Lucy Finch, a stately Malawian nurse who worked in Uganda most of her life, shared with delegates at the African Organisation for Research and Training in Cancer her reason for becoming a palliative care worker which led to the establishment of the Ndi Moyo palliative care centre, 100 km east of Lilongwe.
‘In 1998 my younger sister had AIDS and was dying of cryptococcal meningitis and I came home to Malawi from Uganda to nurse her at the military hospital. There was a soldier in the next room who was dying in pain. The young man screamed and cried for three days and when I pleaded for pain medication I was told that they only had paracetamol.
‘Here we were in the main military hospital in Malawi and they had no morphine,’ said an exasperated Fincg.
There and then Finch made a promise to herself that she would dedicate the rest of her life to promoting palliative care and ‘prevent others from suffering the same fate as the soldier’. Malawi currently has 18 palliative care centres, but not a single oncologist, no cancer centre which means no radio- or chemotherapy treatment for adults.
Uganda’s first palliative care nurse Rose Kiwanuka revealed that her country had one cancer unit for 32-million people. This unit also sees patients from Rwanda and the DRC.
‘How many people can afford to reach treatment? This is why many people ask to stay at home and die comfortably,’ she says. Kiwanuka said despite the service being available they constantly struggle with power outages which could last anything from a day to a week.
Jim Cleary told delegates that 80% of the world’s morphine was consumed by 10 countries in the world with the United States dispensing an average of 60mg of morphine per person per year compared to Africa with 0,0002mg per person per year.
Low and middle income countries ‘ which host 80% of the world’s population, more than half of the world’s cancer patients, and more than 95% of people living with HIV ‘ account for just six percent of morphine consumption.
Credited with promoting palliative care and access to morphine in many Africa countries, Dr Anne Merriman said ‘no African should suffer severe pain’.
She said there was a huge need in the francophone countries, adding that 57% of Ugandans and a staggering 85% of Ethiopians never sawa healthcare worker in their lives.
A country assessment presented by Merriman showed that 10 000 people in Sierra Leone were currently in desperate need of palliative care.
She said there was a ‘big problem’ in Cameroon where there is only one site providing morphine. ‘People are very poor and have to pay for their healthcare,’ she said. Almost 100 000 people are in need of palliative care in this country.
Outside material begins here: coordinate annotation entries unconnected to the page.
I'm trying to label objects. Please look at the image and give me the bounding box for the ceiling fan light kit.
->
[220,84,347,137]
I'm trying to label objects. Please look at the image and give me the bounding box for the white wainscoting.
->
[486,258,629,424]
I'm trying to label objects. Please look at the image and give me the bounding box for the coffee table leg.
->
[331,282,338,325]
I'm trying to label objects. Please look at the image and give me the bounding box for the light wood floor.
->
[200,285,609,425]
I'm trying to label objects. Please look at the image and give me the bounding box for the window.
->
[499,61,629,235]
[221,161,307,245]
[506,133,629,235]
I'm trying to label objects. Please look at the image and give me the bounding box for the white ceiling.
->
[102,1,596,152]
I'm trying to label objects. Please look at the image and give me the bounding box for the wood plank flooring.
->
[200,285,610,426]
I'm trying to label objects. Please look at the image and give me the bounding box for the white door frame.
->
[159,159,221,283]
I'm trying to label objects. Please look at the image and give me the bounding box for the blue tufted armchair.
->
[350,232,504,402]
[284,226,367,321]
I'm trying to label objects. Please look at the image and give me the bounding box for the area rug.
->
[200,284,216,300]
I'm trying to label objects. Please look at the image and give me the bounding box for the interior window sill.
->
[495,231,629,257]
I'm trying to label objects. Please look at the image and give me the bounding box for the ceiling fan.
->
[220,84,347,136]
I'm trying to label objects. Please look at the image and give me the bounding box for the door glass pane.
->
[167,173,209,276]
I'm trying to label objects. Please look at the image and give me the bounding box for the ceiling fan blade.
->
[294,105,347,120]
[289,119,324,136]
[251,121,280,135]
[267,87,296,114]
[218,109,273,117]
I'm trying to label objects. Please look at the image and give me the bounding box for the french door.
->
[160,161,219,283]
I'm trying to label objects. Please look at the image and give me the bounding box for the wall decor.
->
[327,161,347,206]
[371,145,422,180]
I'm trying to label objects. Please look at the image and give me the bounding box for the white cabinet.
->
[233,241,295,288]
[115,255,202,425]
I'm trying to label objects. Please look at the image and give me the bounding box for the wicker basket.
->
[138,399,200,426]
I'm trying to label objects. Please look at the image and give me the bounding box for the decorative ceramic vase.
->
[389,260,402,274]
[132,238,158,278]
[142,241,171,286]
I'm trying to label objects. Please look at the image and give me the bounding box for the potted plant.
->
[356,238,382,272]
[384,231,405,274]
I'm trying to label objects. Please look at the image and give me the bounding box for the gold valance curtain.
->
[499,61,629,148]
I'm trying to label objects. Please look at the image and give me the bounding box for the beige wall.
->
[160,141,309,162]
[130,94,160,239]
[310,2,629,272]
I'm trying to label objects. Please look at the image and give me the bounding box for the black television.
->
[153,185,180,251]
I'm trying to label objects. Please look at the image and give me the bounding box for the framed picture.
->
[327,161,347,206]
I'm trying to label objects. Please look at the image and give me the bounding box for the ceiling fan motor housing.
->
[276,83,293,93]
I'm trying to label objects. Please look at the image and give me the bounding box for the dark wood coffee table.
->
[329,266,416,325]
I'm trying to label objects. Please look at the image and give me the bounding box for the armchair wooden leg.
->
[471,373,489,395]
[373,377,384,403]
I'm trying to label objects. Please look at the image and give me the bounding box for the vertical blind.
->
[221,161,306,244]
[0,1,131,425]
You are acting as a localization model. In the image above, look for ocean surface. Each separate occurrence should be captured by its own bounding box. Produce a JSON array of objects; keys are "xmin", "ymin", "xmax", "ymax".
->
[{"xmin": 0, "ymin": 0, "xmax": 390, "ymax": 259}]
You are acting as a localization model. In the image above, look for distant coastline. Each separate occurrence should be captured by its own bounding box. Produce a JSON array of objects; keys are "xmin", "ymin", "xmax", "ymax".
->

Morphine arrived in Ethiopia this year where 180 000 people are thought to be in need of palliative care. ‘The suffering in terrible and many people are members of the orthodox church which believes you have to suffer if you wish to get to heaven,’ says Merriman.
In Malawi, an AIDS-related cancer – Kaposi Sarcoma is common with 165 000 people currently in need of palliative care. Merriman shared the story of a 24-year-old dying man who had to travel to hospital every day on the back of his 13-year-old son’s bicycle ‘ simply to get pain medication.
If Merriman is the mother of palliative care in Africa, Ugandan doctor Jagwe is described as the father. He said it was ‘miserable and pathetic’ that only 23 of 154 countries were above the global average when it came to access to pain medication.
Dr Liz Gwyther presented statistics which showed that while the global mean in terms of morphine access was 5,9 ‘ the African average was 0,45.
‘We know more, but fewer people are getting pain control,’ she said.
Gwyther said 70% of the more than 10-million cancer patients diagnosed annually suffered pain. Between 60 and 100% of the more than 33-million people living with HIV experienced pain.
African countries that had introduced palliative care with access to morphine possible include Zimbabwe, South Africa, Kenya, Uganda, Tanzania, Malawi, Nigeria and Cameroon – 32 African countries have almost no access at all to oral morphine.
Merriman identified the main barriers to access as the low priority afforded to pain management in health care systems, greatly exaggerated fear of addiction, severe ‘morphinephobia’, inadequate knowledge about morphine and overly restrictive laws governing the use of narcotics.